Week Beginning 17th July 2023

After two weeks out of the office on holiday and at a conference I returned to regular work this week, although it was only a four-day week due to Monday being the Glasgow Fair public holiday.  I spent most of Tuesday dealing with my expenses, figuring out what outstanding tasks I needed to get back to  and catching up on emails and issues that had cropped up whilst I’d been away.  I also spent some time writing up my rather lengthy report from the conference, which you can read in last week’s blog post.

One of the issues that cropped up is that the embedded Twitter feeds on sites such as https://anglo-norman.net/ and https://burnsc21.glasgow.ac.uk/ have stopped working (and at the time of writing are still broken), and only display ‘Nothing to see here – yet’.  It looks like this is yet another occurrence of Twitter being a disaster zone these days and they’ve blocked embedded Twitter feeds.  Information about the issue can be found here https://twittercommunity.com/t/again-list-widget-says-nothing-to-see-here-yet-if-logged-out/198782/205 and at the time of writing it would appear there is no work-around for this, and absolutely no official word from Twitter about the issue.  This may be the end of embedded Twitter feeds and another nail in the coffin for Twitter if so.

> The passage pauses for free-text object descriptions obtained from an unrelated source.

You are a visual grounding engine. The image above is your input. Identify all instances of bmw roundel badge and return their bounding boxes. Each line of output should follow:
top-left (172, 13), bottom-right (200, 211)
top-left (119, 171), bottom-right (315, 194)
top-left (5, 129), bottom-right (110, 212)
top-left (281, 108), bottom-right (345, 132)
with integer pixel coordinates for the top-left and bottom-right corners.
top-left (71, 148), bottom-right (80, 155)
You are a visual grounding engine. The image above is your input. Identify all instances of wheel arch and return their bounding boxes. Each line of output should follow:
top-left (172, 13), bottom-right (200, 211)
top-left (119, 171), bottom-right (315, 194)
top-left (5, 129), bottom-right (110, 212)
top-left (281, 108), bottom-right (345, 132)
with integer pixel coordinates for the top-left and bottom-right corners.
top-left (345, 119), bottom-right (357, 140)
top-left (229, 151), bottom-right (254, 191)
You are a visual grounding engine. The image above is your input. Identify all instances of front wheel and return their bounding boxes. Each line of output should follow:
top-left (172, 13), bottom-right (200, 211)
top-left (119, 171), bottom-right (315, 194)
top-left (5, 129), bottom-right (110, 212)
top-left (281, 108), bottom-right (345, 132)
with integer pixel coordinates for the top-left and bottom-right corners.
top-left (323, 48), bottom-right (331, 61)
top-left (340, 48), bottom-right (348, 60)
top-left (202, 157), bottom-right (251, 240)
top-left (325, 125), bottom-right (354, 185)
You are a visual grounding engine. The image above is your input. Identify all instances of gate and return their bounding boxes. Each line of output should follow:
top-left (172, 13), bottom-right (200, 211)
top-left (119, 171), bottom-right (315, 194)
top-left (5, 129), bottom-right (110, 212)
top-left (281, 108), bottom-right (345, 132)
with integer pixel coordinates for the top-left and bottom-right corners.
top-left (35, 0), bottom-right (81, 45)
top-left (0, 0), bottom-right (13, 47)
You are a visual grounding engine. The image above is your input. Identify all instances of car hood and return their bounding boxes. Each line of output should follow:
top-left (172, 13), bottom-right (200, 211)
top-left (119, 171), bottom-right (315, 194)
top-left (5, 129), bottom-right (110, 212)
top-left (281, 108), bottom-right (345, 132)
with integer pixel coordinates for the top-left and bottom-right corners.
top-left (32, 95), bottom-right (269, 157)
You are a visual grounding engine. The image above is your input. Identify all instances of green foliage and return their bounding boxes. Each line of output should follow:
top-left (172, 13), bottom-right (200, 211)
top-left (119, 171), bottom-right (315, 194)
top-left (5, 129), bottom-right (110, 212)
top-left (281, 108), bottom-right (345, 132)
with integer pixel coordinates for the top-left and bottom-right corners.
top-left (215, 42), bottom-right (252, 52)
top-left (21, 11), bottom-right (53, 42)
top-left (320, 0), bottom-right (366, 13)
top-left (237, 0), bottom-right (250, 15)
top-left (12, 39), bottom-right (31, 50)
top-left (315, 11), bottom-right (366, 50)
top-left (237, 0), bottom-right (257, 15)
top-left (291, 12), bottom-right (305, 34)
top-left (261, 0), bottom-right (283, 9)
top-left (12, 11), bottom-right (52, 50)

I also fixed an issue with the Place-names of Iona project.  The scripts in the content management system for managing place-name elements weren’t working properly since the migration to a new server and I managed to fix this with a couple of updates to the code.

There was also an issue with the DSL’s advanced search that had been introduced since we migrated to a new Solr instance last month.  After the migration the advanced search snippets were sometimes being joined together and were occasionally far too long and I introduced a fix for this.  Unfortunately the fix required the full dataset to be queried in Solr and once these were returned the results were filtered by the source.  This meant that for searches that exceeded our maximum returned results limit of 500, when a source was specified in a search the displayed total number of results referred to the unfiltered total, and if more than 500 results were returned these were being limited to 500 before the source was taken into consideration.  The outcome of this was that when a source dictionary was specified the total number of results was incorrect and the limited number of returned results was not 500 but however many of the first 500 were for the source dictionary in question.  Thankfully I managed to sort this out and all should be behaving properly again now.  Also for the DSL I investigated the entry https://dsl.ac.uk/entry/dost/depredatio(u)n which was giving an error message.  This one took a bit of time to figure out, but in the end it was something simple: this is the only entry that has a closing bracket in its ‘slug’ and my script was stripping closing brackets from slugs before connecting to the API to retrieve data, therefore no matching entry was found and for this entry the XML file was therefore empty.  I’ve fixed this issue now.

An issue had also arisen with the Anglo-Norman Dictionary since a recent PHP upgrade on the server.  In the content management system we have a proofreader feature, which allows an editor to upload a ZIP file containing any number of entry XML files.  These are then extracted and formatted as they would be displayed on the public website, only with all entries in one long page.  However, since the PHP upgrade the proofreader gave a blank page when submitted a ZIP file.  It was definitely not an issue with any one specific ZIP file as I tested the proofreader with other files that should work and the result is the same.  It turned out that the library I use to extract and read ZIP files in the proofreader script is not compatible with the new version of PHP that the server has been upgraded to.  I’ve created a simple test script that reads a ZIP file and it fails on the server but runs with no issues on my desktop PC, which runs an older version of PHP.

I then spent some time getting to grips with the replacement ZIP library but unfortunately the server does not feature this library (or any library for processing zip files in PHP since the upgrade).  I submitted a helpdesk query to ask for the library to be installed and thankfully this was completed a few hours later.  I could then replace my old scripts with a new one and the proofreader appeared to work again.  However, it became apparent that the new ZIP extraction script was cutting larger files off at a certain point, even though I’d set the script to check for the file size of the archived file and grab all of the file up to that size.  Updating the size to a much larger number had no effect either.  IT turns out that when a file is extracted using the new ZIP extraction it’s actually a ‘stream’, which is a chunk of data.  I was placing this in a variable thinking it was the full file, but it isn’t necessarily the case.  Instead I’ve added an extra bit of code that iterates over all of the chunks of data referenced in the stream and ensures they are all added to the variable rather than only one part being added.  With this update in place the proofreader now works, even with very large files.

My final task for the week was to make a lot of updates to the Speech Star website (https://www.seeingspeech.ac.uk/speechstar/).  This included changing the title of the website and the ‘site tabs’ found in the top right of all three associated sites, making tweaks to the IPA and ExtIPA charts, updating the site text and adding in two videos that had been missed out.